Evidentemente Daniel era immune da questi blocchi. Se non avesse disposto delle esperienze positive vissute coi suoi genitori, quel gesto della nonna, fatto per impedirgli di mangiare, lo avrebbe presumibilmente umiliato. Si sarebbe vergognato d'aver fatto qualcosa di sbagliato, di non conoscere le 'buone maniere', si sarebbe vergognato perfino di essere stato orgoglioso della sua indipendenza. Perché è appunto quest'indipendenza che non era evidentemente desiderata, quanto meno non nel momento in cui ha voluto procurarsi del cibo, e cioè nel momento in cui intendeva fare qualcosa di particolarmente importante per sé. Lo hanno trattenuto, reso insicuro. Se lo avessero allevato con intenti pedagogici, avrebbe immagazzinato per sempre nel cervello e in ogni sua fibra quell'insegnamento: mangiare non deve darmi soddisfazione, non devo appagare il mio sano appetito nemmeno se c'è abbastanza da mangiare. Devo prima fare cose che mi sono incomprensibili, devo assoggettarmi a una legge astnisa che mi toglie l'appetito, mi mette in uno stato di tensione, mi carica di sensi di colpa e di vergogna, a cui sono esposto senza difesa alcuna. Le conseguenze — a seconda dell'ulteriore evoluzione del processo d'ammaestramento — possono essere: disturbi digestivi che poi affliggono l'individuo per tutta la vita, varie forme di inibizione alimentare, ingordigia smodata nell'assunzione di cibi grassi o magri, e così via.

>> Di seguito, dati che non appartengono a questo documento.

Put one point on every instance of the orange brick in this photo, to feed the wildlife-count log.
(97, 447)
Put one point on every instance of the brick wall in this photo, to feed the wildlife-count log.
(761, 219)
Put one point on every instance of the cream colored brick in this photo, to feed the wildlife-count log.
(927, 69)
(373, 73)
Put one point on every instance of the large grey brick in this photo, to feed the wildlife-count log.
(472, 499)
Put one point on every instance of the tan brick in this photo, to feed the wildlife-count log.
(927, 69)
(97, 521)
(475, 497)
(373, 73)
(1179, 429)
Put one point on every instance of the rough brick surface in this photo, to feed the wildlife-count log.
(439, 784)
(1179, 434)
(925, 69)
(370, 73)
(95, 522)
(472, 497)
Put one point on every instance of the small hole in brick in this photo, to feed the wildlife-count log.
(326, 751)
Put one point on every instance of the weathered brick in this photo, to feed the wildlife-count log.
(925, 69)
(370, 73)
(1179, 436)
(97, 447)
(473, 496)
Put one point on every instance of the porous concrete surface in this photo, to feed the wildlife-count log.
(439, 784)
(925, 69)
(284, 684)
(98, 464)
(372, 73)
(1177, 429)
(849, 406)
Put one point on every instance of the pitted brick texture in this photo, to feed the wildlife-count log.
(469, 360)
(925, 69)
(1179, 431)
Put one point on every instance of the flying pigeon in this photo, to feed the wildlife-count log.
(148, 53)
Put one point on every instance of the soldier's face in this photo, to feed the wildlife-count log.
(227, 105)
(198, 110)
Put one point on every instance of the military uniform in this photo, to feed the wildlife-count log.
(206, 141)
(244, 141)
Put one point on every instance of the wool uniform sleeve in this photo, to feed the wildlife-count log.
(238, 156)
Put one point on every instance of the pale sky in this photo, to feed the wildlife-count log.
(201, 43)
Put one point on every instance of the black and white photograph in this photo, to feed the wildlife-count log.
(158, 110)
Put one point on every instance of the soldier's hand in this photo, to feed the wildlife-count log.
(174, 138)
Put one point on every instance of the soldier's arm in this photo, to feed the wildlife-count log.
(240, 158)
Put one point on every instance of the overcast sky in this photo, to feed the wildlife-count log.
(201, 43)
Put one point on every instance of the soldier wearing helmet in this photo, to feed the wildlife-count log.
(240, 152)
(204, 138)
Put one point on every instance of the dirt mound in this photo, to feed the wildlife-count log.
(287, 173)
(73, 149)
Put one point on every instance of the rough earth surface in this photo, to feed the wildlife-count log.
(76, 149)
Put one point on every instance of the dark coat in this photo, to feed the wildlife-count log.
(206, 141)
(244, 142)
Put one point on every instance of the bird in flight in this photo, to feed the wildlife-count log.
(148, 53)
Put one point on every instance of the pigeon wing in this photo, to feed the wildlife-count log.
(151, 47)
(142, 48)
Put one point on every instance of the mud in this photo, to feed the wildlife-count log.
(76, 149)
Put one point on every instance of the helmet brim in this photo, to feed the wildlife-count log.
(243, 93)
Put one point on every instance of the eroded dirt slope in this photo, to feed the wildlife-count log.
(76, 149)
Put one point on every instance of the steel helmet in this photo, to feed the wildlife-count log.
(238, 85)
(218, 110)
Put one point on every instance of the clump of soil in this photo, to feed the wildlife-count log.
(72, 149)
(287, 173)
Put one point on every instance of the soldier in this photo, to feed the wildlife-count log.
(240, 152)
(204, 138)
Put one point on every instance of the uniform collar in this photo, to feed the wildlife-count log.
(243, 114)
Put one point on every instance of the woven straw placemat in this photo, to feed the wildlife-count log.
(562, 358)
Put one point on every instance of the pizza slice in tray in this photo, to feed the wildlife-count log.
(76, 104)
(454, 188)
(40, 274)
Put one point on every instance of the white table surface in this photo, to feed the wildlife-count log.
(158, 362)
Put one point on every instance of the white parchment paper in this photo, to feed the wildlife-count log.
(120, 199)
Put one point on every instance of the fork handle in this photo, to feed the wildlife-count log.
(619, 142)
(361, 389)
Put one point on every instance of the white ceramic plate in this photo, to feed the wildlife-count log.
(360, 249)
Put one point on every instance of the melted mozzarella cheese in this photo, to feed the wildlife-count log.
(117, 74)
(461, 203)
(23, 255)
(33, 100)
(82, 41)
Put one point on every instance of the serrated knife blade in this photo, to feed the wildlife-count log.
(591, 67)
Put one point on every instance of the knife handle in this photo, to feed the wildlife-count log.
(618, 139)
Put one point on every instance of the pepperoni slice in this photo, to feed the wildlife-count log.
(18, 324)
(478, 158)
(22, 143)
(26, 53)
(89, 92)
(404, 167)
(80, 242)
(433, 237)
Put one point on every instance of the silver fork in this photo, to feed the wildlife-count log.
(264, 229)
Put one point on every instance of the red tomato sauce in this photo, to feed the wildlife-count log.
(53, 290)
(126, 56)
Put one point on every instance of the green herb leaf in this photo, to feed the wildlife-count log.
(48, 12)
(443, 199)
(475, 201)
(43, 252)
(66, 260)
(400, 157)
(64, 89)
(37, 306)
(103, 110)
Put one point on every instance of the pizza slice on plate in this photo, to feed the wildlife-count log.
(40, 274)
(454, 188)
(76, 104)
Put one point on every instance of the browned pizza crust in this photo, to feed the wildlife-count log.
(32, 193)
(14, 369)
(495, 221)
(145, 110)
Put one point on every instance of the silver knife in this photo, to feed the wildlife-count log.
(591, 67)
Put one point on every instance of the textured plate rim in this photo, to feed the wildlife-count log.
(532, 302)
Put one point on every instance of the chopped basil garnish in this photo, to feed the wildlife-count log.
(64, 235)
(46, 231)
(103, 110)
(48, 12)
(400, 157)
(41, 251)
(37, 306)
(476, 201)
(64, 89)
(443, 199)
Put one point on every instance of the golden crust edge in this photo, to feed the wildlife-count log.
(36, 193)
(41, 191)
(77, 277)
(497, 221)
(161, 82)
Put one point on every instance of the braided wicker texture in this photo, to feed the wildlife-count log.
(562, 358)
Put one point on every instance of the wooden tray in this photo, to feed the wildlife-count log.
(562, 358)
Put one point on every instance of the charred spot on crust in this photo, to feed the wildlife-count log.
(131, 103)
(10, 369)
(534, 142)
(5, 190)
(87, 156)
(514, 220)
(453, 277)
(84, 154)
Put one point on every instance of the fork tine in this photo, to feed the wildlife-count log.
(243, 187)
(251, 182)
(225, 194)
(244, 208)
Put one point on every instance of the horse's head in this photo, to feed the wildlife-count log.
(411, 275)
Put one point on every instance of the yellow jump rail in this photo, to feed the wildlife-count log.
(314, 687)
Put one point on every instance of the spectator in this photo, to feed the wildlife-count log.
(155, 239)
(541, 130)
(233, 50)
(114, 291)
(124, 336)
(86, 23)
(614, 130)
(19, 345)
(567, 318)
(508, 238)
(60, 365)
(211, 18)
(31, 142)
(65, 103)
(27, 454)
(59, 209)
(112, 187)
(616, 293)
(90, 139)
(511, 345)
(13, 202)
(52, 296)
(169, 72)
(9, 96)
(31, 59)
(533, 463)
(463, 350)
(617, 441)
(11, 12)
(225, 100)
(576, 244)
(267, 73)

Nel descrivere questo caso, non intendo affatto affermare che un individuo debba necessariamente ammalarsi se gli capita di sperimentare una sola volta una simile situazione. Abbiamo del resto visto come il piccolo Daniel l'abbia fronteggiata e sia stato capace di non farsene danneggiare. Non si tratta, in questo caso, d'una esperienza grave, traumatica; ed è da presumere che l'episodio non lascerà tracce in Daniel, dal momento che ha saputo difendersi. Se però Daniel fosse non il nipote, ma il figlio di quella donna, allora non avrebbe vie di scampo: dovrebbe necessariamente assoggettarsi alle manipolazioni cui si da il nome di 'educazione', e sviluppare, oltre a disturbi legati all'alimentazione, anche altre svariate forme d'inibizione della propria consapevolezza.